There's a bit difference when it's set to the default value of 10. However, response latencies remain lower than previous levels.

cyberw commented 6 months ago

Ok, two things:

cyberw commented 4 months ago

@andrewbaldwin44 Did you get around to looking at the issue with the average response times? I completely forgot about this ticket...

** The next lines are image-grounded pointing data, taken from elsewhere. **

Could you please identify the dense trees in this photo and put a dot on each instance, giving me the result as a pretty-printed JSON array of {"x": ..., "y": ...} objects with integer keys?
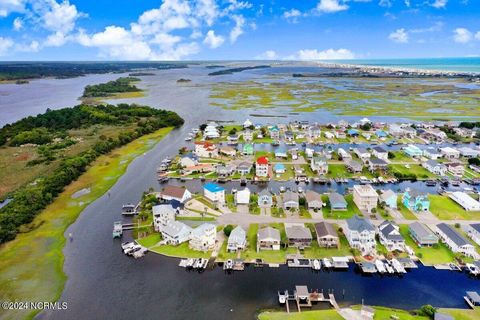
[{"x": 30, "y": 200}]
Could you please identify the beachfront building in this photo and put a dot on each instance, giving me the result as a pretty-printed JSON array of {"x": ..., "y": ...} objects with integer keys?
[
  {"x": 242, "y": 197},
  {"x": 262, "y": 167},
  {"x": 327, "y": 236},
  {"x": 365, "y": 197},
  {"x": 337, "y": 202},
  {"x": 456, "y": 242},
  {"x": 413, "y": 151},
  {"x": 450, "y": 153},
  {"x": 237, "y": 240},
  {"x": 465, "y": 201},
  {"x": 175, "y": 232},
  {"x": 180, "y": 194},
  {"x": 268, "y": 238},
  {"x": 319, "y": 165},
  {"x": 203, "y": 237},
  {"x": 265, "y": 199},
  {"x": 416, "y": 201},
  {"x": 422, "y": 235},
  {"x": 214, "y": 193},
  {"x": 389, "y": 197},
  {"x": 390, "y": 237},
  {"x": 360, "y": 234}
]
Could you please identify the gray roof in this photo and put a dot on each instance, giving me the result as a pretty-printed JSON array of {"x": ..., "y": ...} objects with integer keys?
[
  {"x": 298, "y": 232},
  {"x": 268, "y": 232},
  {"x": 359, "y": 224},
  {"x": 325, "y": 229},
  {"x": 452, "y": 234}
]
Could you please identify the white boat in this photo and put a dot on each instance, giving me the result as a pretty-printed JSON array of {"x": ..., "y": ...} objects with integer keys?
[{"x": 380, "y": 266}]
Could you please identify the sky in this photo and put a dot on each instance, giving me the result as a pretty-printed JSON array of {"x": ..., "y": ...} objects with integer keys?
[{"x": 235, "y": 29}]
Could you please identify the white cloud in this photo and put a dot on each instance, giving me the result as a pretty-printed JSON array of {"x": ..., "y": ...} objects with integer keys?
[
  {"x": 238, "y": 28},
  {"x": 329, "y": 54},
  {"x": 5, "y": 45},
  {"x": 212, "y": 40},
  {"x": 462, "y": 35},
  {"x": 399, "y": 36},
  {"x": 17, "y": 24},
  {"x": 439, "y": 4},
  {"x": 330, "y": 6},
  {"x": 267, "y": 55}
]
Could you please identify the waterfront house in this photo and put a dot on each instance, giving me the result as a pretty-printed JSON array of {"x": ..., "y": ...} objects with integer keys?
[
  {"x": 290, "y": 200},
  {"x": 298, "y": 235},
  {"x": 327, "y": 237},
  {"x": 313, "y": 199},
  {"x": 203, "y": 237},
  {"x": 279, "y": 168},
  {"x": 413, "y": 151},
  {"x": 247, "y": 149},
  {"x": 205, "y": 149},
  {"x": 416, "y": 201},
  {"x": 237, "y": 240},
  {"x": 214, "y": 193},
  {"x": 435, "y": 167},
  {"x": 242, "y": 197},
  {"x": 432, "y": 153},
  {"x": 360, "y": 234},
  {"x": 380, "y": 153},
  {"x": 228, "y": 151},
  {"x": 362, "y": 153},
  {"x": 389, "y": 197},
  {"x": 180, "y": 194},
  {"x": 473, "y": 231},
  {"x": 162, "y": 215},
  {"x": 456, "y": 168},
  {"x": 365, "y": 197},
  {"x": 450, "y": 153},
  {"x": 337, "y": 202},
  {"x": 175, "y": 232},
  {"x": 343, "y": 155},
  {"x": 265, "y": 199},
  {"x": 390, "y": 237},
  {"x": 422, "y": 235},
  {"x": 465, "y": 201},
  {"x": 456, "y": 242},
  {"x": 268, "y": 238},
  {"x": 353, "y": 166},
  {"x": 262, "y": 167},
  {"x": 319, "y": 165}
]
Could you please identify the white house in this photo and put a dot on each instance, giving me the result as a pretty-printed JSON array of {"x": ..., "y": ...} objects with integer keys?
[
  {"x": 214, "y": 192},
  {"x": 464, "y": 200},
  {"x": 242, "y": 196},
  {"x": 360, "y": 234},
  {"x": 455, "y": 241},
  {"x": 237, "y": 240},
  {"x": 203, "y": 237},
  {"x": 176, "y": 232},
  {"x": 390, "y": 237}
]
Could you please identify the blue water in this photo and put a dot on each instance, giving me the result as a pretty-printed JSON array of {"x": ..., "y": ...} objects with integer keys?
[{"x": 468, "y": 64}]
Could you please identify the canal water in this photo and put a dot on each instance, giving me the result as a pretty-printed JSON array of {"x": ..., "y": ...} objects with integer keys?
[{"x": 105, "y": 284}]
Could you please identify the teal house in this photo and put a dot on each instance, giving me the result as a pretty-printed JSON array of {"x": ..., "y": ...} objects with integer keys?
[{"x": 416, "y": 201}]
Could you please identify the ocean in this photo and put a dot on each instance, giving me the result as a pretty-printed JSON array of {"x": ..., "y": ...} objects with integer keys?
[{"x": 467, "y": 64}]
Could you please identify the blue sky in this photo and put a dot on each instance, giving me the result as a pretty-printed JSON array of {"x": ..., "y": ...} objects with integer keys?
[{"x": 235, "y": 29}]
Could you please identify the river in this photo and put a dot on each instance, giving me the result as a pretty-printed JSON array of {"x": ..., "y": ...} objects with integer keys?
[{"x": 103, "y": 283}]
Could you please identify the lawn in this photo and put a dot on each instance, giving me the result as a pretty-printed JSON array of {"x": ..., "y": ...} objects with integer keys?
[
  {"x": 180, "y": 251},
  {"x": 447, "y": 209},
  {"x": 428, "y": 255},
  {"x": 35, "y": 259},
  {"x": 304, "y": 315}
]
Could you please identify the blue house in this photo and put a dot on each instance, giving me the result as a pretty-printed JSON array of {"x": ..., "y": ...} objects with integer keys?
[{"x": 416, "y": 201}]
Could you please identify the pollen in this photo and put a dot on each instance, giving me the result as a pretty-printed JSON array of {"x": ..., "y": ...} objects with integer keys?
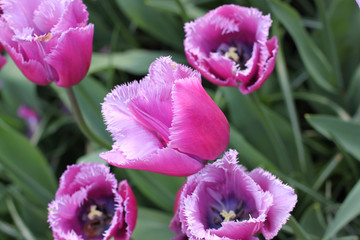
[
  {"x": 228, "y": 216},
  {"x": 173, "y": 64},
  {"x": 232, "y": 54},
  {"x": 94, "y": 213},
  {"x": 47, "y": 37}
]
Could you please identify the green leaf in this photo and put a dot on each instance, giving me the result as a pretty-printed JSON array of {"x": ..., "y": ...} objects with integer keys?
[
  {"x": 314, "y": 60},
  {"x": 313, "y": 221},
  {"x": 248, "y": 155},
  {"x": 152, "y": 224},
  {"x": 17, "y": 89},
  {"x": 160, "y": 189},
  {"x": 161, "y": 25},
  {"x": 135, "y": 61},
  {"x": 25, "y": 165},
  {"x": 92, "y": 157},
  {"x": 348, "y": 210},
  {"x": 347, "y": 134}
]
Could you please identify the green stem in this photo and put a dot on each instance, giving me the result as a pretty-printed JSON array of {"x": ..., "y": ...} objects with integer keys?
[
  {"x": 183, "y": 13},
  {"x": 272, "y": 133},
  {"x": 298, "y": 230},
  {"x": 330, "y": 42},
  {"x": 289, "y": 100},
  {"x": 81, "y": 122}
]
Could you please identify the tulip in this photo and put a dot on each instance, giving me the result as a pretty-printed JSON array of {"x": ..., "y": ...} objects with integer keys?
[
  {"x": 2, "y": 58},
  {"x": 224, "y": 201},
  {"x": 89, "y": 204},
  {"x": 49, "y": 40},
  {"x": 165, "y": 123},
  {"x": 229, "y": 47}
]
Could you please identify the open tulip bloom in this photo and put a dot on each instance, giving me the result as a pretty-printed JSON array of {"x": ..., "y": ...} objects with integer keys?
[
  {"x": 230, "y": 47},
  {"x": 223, "y": 201},
  {"x": 89, "y": 204},
  {"x": 165, "y": 123},
  {"x": 49, "y": 40}
]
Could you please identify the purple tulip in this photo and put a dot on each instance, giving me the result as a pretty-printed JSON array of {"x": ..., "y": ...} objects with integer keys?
[
  {"x": 30, "y": 117},
  {"x": 230, "y": 47},
  {"x": 165, "y": 123},
  {"x": 223, "y": 201},
  {"x": 88, "y": 205},
  {"x": 49, "y": 40},
  {"x": 2, "y": 58}
]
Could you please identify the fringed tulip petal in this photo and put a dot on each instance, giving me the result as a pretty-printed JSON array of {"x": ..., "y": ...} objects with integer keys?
[
  {"x": 165, "y": 123},
  {"x": 202, "y": 132},
  {"x": 284, "y": 197},
  {"x": 49, "y": 40},
  {"x": 88, "y": 205},
  {"x": 223, "y": 201},
  {"x": 229, "y": 47},
  {"x": 164, "y": 161},
  {"x": 72, "y": 52}
]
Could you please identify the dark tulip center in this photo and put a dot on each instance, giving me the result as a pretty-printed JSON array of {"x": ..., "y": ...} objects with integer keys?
[
  {"x": 229, "y": 209},
  {"x": 238, "y": 52},
  {"x": 95, "y": 217}
]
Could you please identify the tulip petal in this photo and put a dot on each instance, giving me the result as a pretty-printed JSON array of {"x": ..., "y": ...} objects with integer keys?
[
  {"x": 284, "y": 201},
  {"x": 47, "y": 15},
  {"x": 199, "y": 127},
  {"x": 73, "y": 16},
  {"x": 265, "y": 69},
  {"x": 132, "y": 137},
  {"x": 72, "y": 56},
  {"x": 164, "y": 161}
]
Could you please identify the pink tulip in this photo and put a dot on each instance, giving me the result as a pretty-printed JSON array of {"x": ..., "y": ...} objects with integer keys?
[
  {"x": 230, "y": 47},
  {"x": 165, "y": 123},
  {"x": 89, "y": 204},
  {"x": 224, "y": 201},
  {"x": 49, "y": 40},
  {"x": 2, "y": 58},
  {"x": 30, "y": 117}
]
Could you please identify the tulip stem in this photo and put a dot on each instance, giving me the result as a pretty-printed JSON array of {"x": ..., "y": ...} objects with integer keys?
[
  {"x": 273, "y": 134},
  {"x": 81, "y": 122}
]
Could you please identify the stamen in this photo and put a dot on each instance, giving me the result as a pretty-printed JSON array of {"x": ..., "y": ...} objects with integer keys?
[
  {"x": 39, "y": 38},
  {"x": 47, "y": 37},
  {"x": 232, "y": 54},
  {"x": 228, "y": 216},
  {"x": 94, "y": 213}
]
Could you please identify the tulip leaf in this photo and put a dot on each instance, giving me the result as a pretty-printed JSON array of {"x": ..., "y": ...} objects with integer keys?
[
  {"x": 248, "y": 155},
  {"x": 18, "y": 90},
  {"x": 27, "y": 168},
  {"x": 347, "y": 134},
  {"x": 314, "y": 60},
  {"x": 90, "y": 94},
  {"x": 161, "y": 25},
  {"x": 348, "y": 210},
  {"x": 135, "y": 61},
  {"x": 152, "y": 224},
  {"x": 313, "y": 221},
  {"x": 160, "y": 189}
]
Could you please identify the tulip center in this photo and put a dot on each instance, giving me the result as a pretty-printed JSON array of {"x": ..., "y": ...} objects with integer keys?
[
  {"x": 240, "y": 53},
  {"x": 95, "y": 217},
  {"x": 229, "y": 209}
]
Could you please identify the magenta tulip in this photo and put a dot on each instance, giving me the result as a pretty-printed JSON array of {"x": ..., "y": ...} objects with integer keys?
[
  {"x": 165, "y": 123},
  {"x": 223, "y": 201},
  {"x": 89, "y": 204},
  {"x": 230, "y": 47},
  {"x": 49, "y": 40},
  {"x": 2, "y": 58}
]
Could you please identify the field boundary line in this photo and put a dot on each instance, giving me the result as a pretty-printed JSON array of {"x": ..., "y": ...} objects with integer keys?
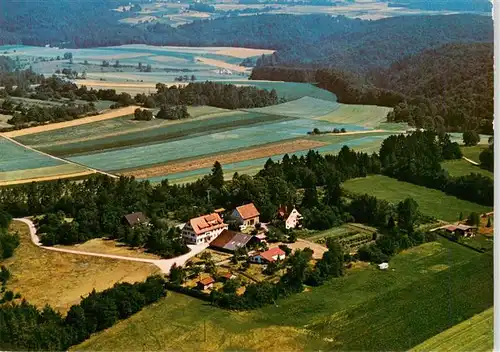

andrewbaldwin44 commented 4 months ago

Hey sorry I forgot about this too. The average shown is for the whole test, we use the total_avg_response_time, which is equivalent to the avg_response_time in the last row of the stats (so the aggregated row). It was added in #2509. If we don't want to use the aggregate then what should we use?

cyberw commented 4 months ago

If there’s no ”current_avg_response_time” available then we may need to add one. Its been a while since i looked at the stats handling..

github-actions[bot] commented 2 months ago

This issue is stale because it has been open 60 days with no activity. Remove stale label or comment or this will be closed in 10 days.

github-actions[bot] commented 2 months ago

This issue was closed because it has been stalled for 10 days with no activity. This does not necessarily mean that the issue is bad, but it most likely means that nobody is willing to take the time to fix it. If you have found Locust useful, then consider contributing a fix yourself!